Canadian startup is transforming millions of used, discarded chopsticks into home decor and furnitureCanadian startup is transforming millions of used, discarded chopsticks into home decor and furniture
ChopValue
Canadian startup ChopValue has embodied the saying “one man’s trash is another man’s treasure” by turning old, used chopsticks into furniture and home decor.
A small start: The idea came to Felix Böck after his partner Thalia Otamendi suggested starting with something as small as chopsticks, according to The Guardian.
  • At the time, Böck was a Ph.D. student at the University of British Columbia who was hoping to recycle waste wood from demolition and construction sites.
  • With Otamendi’s suggestion in mind, he eventually created ChopValue, a startup that aims to recycle chopsticks from restaurants, houses and schools to turn them into something useful. Now, the startup has managed to recycle and transform over 47 million chopsticks “that otherwise would have ended up in the landfill,” according to its website.
  • Our resource is what others may view as waste – that means we don’t take virgin materials from our environment,” ChopValue wrote. “Every chopstick is perfect, slender, and defect free, making them ideal to develop an innovative engineered material.”
  • The startup incorporates heat, steam and pressure in recycling chopsticks sourced from different locations and turning them into wooden tiles. ChopValue also made sure that all chopsticks were “thoroughly cleaned and disinfected during production.”
  • ChopValue said that it had collected more than 350,000 a week in Metro Vancouver alone.
  • Some of the homeware ChopValue has already made include a wooden workstation, staircases and wall decor.
Going global: ChopValue has expanded its effort across North America and in the United Kingdom and Singapore, Gizmodo reported. The startup has struck a partnership with Return-It in North Vancouver, British Columbia, and it is reportedly eyeing to launch in Australia next.
  • This partnership with ChopValue is a great example of how we can leverage our collection network to divert material from landfill and support innovative companies that share our interest in developing a more circular economy where materials are reused rather than disposed of,” Allen Langdon, Return-It’s president and CEO,  said in a statement.
  • Uber Eats’ 2021 Cravings Report, released in early November, revealed that Japanese, Korean, Vietnamese, Thai and “Asian” were among the most popular cuisines Canadians ordered at home this year. All of these cuisines offer chopsticks as their meal’s main eating utensils.
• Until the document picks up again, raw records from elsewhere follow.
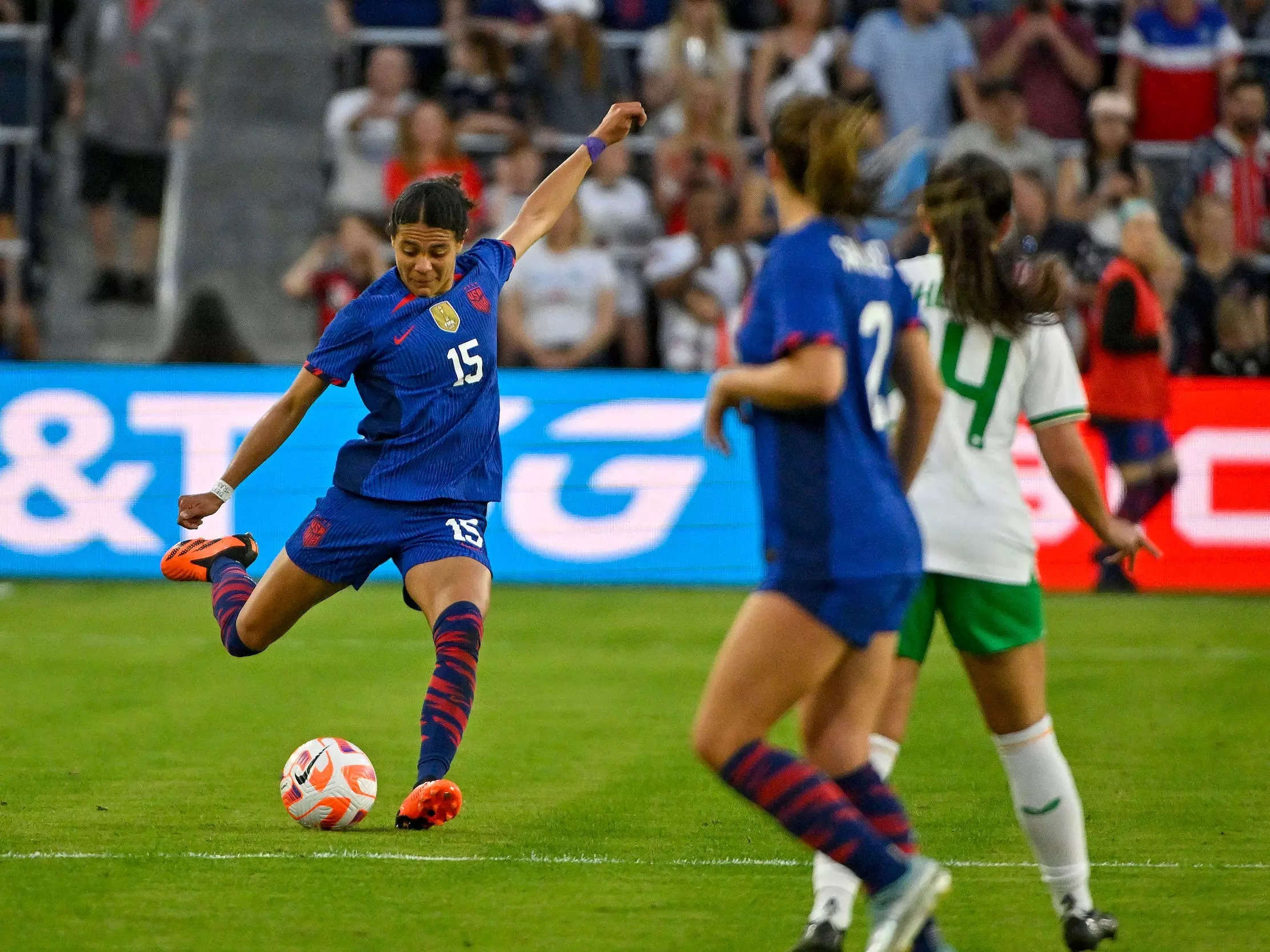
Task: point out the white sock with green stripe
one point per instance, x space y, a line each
835 885
1049 811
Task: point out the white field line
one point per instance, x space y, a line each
586 861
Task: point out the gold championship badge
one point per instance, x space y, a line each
445 314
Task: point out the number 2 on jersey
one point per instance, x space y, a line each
983 395
876 321
470 360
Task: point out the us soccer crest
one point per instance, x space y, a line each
445 314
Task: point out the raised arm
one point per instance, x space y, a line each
261 443
1069 464
549 200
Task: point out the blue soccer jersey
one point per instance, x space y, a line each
831 496
427 370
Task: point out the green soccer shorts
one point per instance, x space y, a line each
983 618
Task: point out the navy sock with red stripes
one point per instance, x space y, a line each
458 636
879 805
231 587
813 809
876 801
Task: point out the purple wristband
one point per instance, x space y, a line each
595 146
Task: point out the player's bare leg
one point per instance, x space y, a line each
1011 690
454 594
835 729
775 656
281 599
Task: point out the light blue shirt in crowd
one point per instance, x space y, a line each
912 69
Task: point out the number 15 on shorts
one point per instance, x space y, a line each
466 530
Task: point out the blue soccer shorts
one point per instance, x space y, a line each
348 537
1133 440
856 609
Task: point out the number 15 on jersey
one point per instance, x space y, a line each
469 367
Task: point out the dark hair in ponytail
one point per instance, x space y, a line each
435 202
965 200
818 142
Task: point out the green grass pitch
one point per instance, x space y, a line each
127 734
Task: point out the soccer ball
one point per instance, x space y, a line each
328 783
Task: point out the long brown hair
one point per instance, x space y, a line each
965 201
818 142
588 46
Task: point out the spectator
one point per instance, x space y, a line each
335 269
516 174
1217 282
512 21
1232 162
705 149
915 56
131 88
207 335
904 168
559 307
628 14
19 338
618 210
1038 233
1128 381
695 41
1055 59
573 82
700 279
427 148
1243 340
1250 18
362 133
799 58
1091 186
484 91
1001 133
1174 59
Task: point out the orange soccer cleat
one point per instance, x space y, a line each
430 805
192 559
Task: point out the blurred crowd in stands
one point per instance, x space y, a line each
1101 110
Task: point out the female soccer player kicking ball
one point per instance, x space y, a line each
414 489
1001 353
844 552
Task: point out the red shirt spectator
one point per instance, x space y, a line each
335 269
707 150
427 148
1232 163
1174 59
1053 58
1128 379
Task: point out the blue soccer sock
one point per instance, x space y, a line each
231 587
458 636
876 801
813 809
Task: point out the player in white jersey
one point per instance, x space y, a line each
1001 355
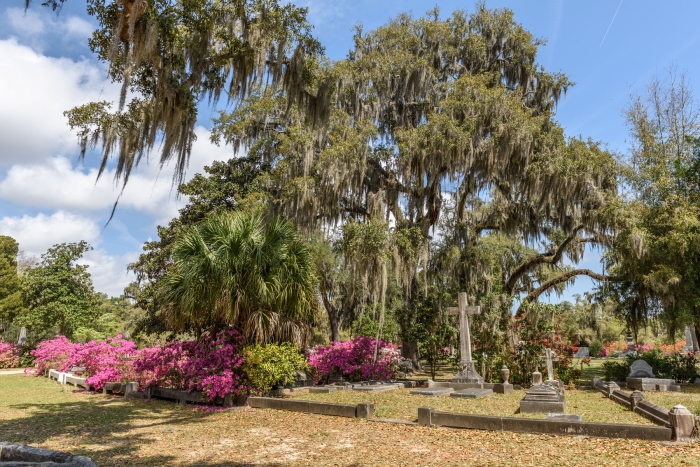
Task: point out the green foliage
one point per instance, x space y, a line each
368 325
680 367
273 366
656 256
171 56
225 186
591 318
236 269
11 304
595 349
425 323
58 293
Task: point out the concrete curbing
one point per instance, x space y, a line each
427 416
362 410
20 454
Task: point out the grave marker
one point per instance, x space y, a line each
550 366
467 372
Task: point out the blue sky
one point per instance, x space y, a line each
48 196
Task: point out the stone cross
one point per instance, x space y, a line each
467 371
550 367
22 337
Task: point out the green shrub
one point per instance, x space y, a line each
680 367
272 365
595 349
616 371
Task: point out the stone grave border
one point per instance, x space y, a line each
680 419
20 454
427 416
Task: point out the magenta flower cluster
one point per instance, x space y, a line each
354 359
9 355
54 354
211 365
108 360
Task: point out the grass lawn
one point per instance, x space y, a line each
591 405
118 432
689 397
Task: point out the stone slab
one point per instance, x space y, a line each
498 388
542 407
321 390
338 410
377 388
641 369
652 384
566 417
472 393
428 416
432 391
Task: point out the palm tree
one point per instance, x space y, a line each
236 269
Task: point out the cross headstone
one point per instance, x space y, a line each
688 347
550 366
467 371
22 337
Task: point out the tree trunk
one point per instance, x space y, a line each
335 327
409 350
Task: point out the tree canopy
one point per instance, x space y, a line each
58 293
238 269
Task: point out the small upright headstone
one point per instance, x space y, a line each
22 337
641 369
536 378
550 366
467 371
688 347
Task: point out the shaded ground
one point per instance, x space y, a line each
688 397
591 405
117 432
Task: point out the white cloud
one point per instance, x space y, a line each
35 90
56 184
35 234
109 274
40 28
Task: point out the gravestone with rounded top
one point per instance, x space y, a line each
641 369
642 378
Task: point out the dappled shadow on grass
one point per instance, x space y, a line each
110 430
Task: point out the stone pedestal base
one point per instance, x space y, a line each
472 393
543 398
498 388
432 391
542 407
652 384
467 374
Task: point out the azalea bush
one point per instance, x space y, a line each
680 367
54 354
105 361
9 355
212 365
272 365
354 360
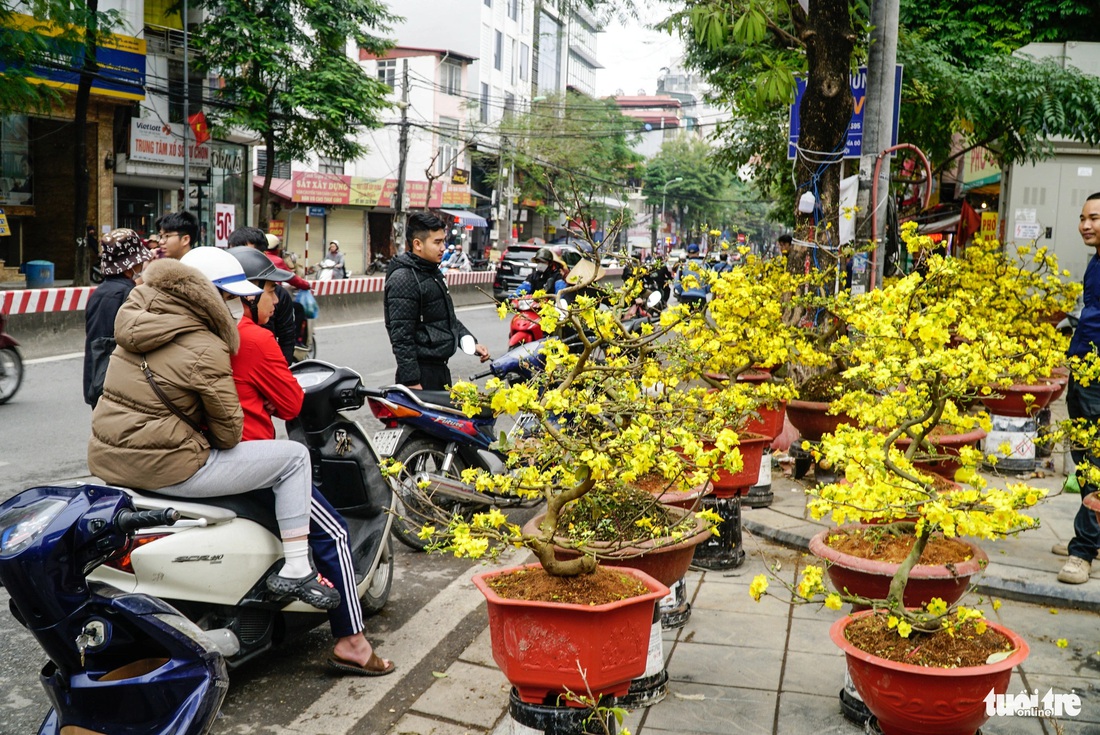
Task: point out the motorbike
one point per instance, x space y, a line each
119 661
11 363
525 325
213 562
435 441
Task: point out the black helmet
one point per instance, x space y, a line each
256 266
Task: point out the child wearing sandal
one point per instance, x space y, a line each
266 387
169 419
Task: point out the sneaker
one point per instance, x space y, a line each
1076 571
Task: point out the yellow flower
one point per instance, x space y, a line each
758 587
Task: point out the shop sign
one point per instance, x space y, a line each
152 141
224 223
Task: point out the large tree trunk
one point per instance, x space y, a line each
80 174
825 111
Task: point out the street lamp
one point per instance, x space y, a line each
664 190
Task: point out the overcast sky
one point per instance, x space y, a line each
633 56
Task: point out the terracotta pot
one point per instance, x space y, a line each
812 420
869 578
916 700
751 448
1010 401
667 562
1092 502
770 423
542 647
948 446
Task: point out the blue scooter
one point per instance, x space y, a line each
119 664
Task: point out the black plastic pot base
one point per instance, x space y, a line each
551 720
646 691
854 710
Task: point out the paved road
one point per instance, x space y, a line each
432 614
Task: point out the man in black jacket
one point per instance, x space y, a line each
424 329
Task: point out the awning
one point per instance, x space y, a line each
466 218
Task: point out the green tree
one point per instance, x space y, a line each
287 76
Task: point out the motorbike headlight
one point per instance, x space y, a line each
19 527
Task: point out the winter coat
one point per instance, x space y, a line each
419 316
177 322
99 332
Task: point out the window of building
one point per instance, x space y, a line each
282 167
451 78
387 70
449 145
326 165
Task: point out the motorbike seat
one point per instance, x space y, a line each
257 505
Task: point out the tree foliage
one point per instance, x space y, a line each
287 75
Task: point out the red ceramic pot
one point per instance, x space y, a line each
947 447
812 420
770 423
1010 401
543 647
917 700
869 578
1092 501
666 562
727 484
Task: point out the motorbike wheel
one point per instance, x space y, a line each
377 593
11 373
415 507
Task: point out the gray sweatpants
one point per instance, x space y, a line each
276 463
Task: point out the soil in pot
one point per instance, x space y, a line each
882 546
602 587
967 647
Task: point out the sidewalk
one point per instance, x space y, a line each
768 668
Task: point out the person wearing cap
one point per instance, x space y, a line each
266 387
169 418
284 324
121 258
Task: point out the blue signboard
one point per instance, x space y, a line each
854 143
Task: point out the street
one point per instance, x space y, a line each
432 613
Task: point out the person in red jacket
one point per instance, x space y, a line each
266 387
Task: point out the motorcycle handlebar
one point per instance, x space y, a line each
129 520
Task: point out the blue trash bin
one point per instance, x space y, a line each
40 274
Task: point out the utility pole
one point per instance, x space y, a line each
878 133
403 150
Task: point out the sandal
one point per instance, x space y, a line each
374 667
312 589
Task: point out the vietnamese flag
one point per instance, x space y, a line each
200 128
Other details: ChopValue explained in its Frequently Asked Questions (FAQs) page that composting is out of the question since it “generally will emit the embodied carbon content of the chopsticks back into the air” as carbon dioxide. 
  • The start-up added that since chopsticks are made out of bamboo, a fast-growing grass, they are reportedly one of the “best materials to use for carbon sequestration.”
  • Composting would still be the last resort of circular solutions,” ChopValue wrote. “In general, recovery of energy or nutrients is the last cascade in the circular cycle. On the other hand we are taking the material to the highest and best cascade, where we increase the value of the material exponentially.”